In September, the High Court ruled in favour of Evangeline Banao Vallejos, a Filipino domestic worker, declaring unconstitutional a law that excluded domestic workers from becoming permanent residents. Today, the Court of Appeal overturned the lower court's decision.

Hong Kong (AsiaNews/Agencies) - The Hong Kong government won in a case that could have allowed foreign domestic helpers to apply for residency in the territory. This dashes hopes for the territory's 117,000 foreign domestic workers, who represent one third of all foreign workers, with the largest contingent from the Philippines and Indonesia, after they were raised by a decision taken in September by the High Court in a case involving Evangeline Banao Vallejos, a maid from the Philippines. On that occasion, the court had ruled that excluding maids from a rule allowing foreigners to settle in the city after seven years was unconstitutional.

An immigration ordinance, which prevented domestic workers from applying for residency, is constitutionally valid, Chief Judge Andrew Cheung wrote in a judgment issued today by the Court of Appeal.

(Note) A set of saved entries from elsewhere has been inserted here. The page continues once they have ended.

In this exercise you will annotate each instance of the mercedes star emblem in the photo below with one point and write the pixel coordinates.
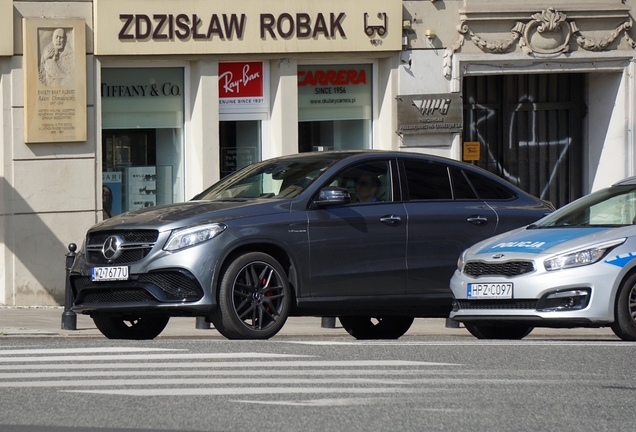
(112, 247)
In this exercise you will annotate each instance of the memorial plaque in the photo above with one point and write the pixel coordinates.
(54, 80)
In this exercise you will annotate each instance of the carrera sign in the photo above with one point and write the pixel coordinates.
(152, 27)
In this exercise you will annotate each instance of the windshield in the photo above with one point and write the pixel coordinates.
(279, 179)
(615, 206)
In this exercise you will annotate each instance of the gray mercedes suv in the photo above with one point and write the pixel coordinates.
(371, 237)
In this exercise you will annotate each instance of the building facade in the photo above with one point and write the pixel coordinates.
(111, 105)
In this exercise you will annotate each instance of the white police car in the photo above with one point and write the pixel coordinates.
(574, 268)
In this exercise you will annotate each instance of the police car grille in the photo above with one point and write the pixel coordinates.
(508, 269)
(498, 304)
(175, 284)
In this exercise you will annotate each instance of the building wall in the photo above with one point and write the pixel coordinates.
(481, 37)
(50, 192)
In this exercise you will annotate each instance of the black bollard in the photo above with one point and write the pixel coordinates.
(202, 324)
(328, 322)
(451, 323)
(69, 318)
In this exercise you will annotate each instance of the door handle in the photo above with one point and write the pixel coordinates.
(391, 220)
(477, 220)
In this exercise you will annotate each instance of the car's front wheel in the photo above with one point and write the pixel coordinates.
(128, 327)
(376, 328)
(624, 325)
(254, 298)
(504, 331)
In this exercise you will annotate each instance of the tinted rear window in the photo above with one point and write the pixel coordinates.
(427, 180)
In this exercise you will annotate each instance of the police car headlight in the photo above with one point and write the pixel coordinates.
(581, 257)
(187, 237)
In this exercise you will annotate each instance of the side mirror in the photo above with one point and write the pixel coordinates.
(331, 196)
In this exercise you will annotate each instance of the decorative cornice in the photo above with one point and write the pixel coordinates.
(546, 33)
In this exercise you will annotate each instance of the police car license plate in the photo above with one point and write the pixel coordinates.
(490, 291)
(109, 273)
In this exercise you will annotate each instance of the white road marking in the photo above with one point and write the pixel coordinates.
(246, 391)
(220, 381)
(317, 402)
(144, 357)
(95, 350)
(225, 372)
(471, 343)
(245, 364)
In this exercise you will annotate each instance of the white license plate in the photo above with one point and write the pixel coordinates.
(109, 273)
(489, 290)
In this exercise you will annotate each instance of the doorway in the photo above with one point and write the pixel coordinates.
(530, 129)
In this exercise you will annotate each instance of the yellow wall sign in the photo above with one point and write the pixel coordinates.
(471, 150)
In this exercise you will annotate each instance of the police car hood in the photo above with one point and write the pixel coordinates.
(548, 240)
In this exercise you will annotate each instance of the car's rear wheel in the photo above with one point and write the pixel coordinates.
(130, 327)
(624, 325)
(254, 298)
(361, 327)
(502, 331)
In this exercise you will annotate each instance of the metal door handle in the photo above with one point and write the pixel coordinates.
(390, 220)
(477, 220)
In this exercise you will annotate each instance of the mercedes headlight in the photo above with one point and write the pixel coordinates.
(186, 237)
(581, 257)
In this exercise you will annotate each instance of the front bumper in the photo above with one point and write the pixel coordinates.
(578, 297)
(161, 283)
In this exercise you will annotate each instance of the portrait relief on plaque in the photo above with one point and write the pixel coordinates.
(54, 80)
(56, 56)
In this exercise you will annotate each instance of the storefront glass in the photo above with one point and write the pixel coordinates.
(142, 130)
(243, 106)
(334, 107)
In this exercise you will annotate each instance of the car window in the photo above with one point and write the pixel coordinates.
(276, 180)
(614, 207)
(488, 189)
(461, 187)
(366, 182)
(427, 180)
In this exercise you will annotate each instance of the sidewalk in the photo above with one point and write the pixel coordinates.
(47, 322)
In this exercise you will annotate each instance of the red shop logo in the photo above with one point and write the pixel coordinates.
(243, 79)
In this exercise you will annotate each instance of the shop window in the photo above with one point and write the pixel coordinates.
(334, 107)
(240, 144)
(142, 123)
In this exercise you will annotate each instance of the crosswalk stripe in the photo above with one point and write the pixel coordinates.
(241, 364)
(248, 391)
(94, 350)
(225, 372)
(203, 381)
(109, 357)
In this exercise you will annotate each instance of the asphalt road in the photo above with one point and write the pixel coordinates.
(316, 384)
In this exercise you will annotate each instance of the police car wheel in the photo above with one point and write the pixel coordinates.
(624, 325)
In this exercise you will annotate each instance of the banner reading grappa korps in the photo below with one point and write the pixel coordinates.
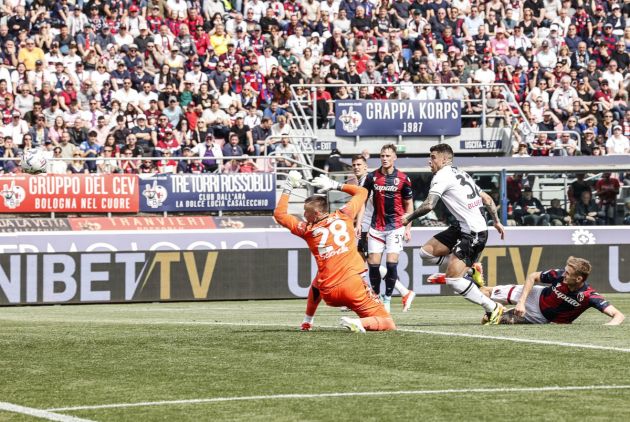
(69, 193)
(208, 192)
(397, 118)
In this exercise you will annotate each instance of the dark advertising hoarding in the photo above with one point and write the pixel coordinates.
(174, 275)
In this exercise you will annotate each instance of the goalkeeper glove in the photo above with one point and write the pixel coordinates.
(325, 183)
(294, 180)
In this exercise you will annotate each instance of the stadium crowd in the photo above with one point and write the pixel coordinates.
(208, 78)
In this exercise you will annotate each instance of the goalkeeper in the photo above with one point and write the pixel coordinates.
(331, 239)
(566, 296)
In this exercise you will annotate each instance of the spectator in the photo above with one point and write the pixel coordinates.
(232, 148)
(209, 152)
(617, 143)
(286, 154)
(607, 190)
(530, 211)
(557, 214)
(587, 212)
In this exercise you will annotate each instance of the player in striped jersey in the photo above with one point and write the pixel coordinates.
(392, 198)
(464, 242)
(566, 296)
(364, 219)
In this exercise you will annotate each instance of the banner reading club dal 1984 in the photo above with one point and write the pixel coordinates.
(69, 193)
(397, 118)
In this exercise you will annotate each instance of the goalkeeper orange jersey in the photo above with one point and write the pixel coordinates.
(331, 240)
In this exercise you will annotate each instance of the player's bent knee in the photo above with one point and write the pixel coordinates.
(428, 258)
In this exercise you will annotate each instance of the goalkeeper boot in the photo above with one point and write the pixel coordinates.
(387, 303)
(494, 317)
(437, 278)
(476, 274)
(352, 324)
(407, 299)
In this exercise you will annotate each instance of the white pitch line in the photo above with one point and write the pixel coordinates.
(347, 394)
(39, 413)
(405, 330)
(519, 340)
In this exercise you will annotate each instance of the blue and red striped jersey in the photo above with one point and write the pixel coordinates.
(560, 305)
(388, 190)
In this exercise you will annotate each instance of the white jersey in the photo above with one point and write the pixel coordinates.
(460, 194)
(369, 208)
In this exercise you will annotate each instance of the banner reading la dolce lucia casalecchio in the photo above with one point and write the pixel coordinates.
(208, 192)
(69, 193)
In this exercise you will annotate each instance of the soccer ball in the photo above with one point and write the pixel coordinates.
(34, 161)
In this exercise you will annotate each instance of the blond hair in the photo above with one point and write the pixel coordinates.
(581, 266)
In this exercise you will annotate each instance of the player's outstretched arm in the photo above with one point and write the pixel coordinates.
(614, 313)
(294, 180)
(488, 202)
(354, 206)
(424, 208)
(527, 288)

Maids, he said, are in the city "to meet society's acute demand for domestic helpers which cannot be satisfactorily met by the local labour market". For this reason, "Their stays in Hong Kong are highly regulated so as to ensure that they are here to fulfil the special, limited purpose for which they have been allowed to come here in the first place, and no more."

Mark Daly, an attorney for Evangeline Banao Vallejos, said he would appeal Wednesday's ruling and go to the Court of Final Appeal.

The High Court ruled on 30 September of last year that Filipino domestic worker Evangeline Banao Vallejos had the right to apply for permanent residency, something that had been denied to foreign maids until then.

The new ruling means that foreign domestic workers cannot look for another job, do not have access to partially free health care services and must accept contract terms set by the authorities, including a very low minimum wage.

Hong Kong's pro-Beijing government is concerned that the first ruling could lead to a flood of residency applications by foreigners.

According to an anti-immigration party, a pro-maids ruling would have opened the floodgates to half a million people, including migrants' spouses and children. This would have pushed up welfare spending by HK$ 25 billion (US$ 3.2 billion), causing unemployment to rise from 3.5 to 10 per cent.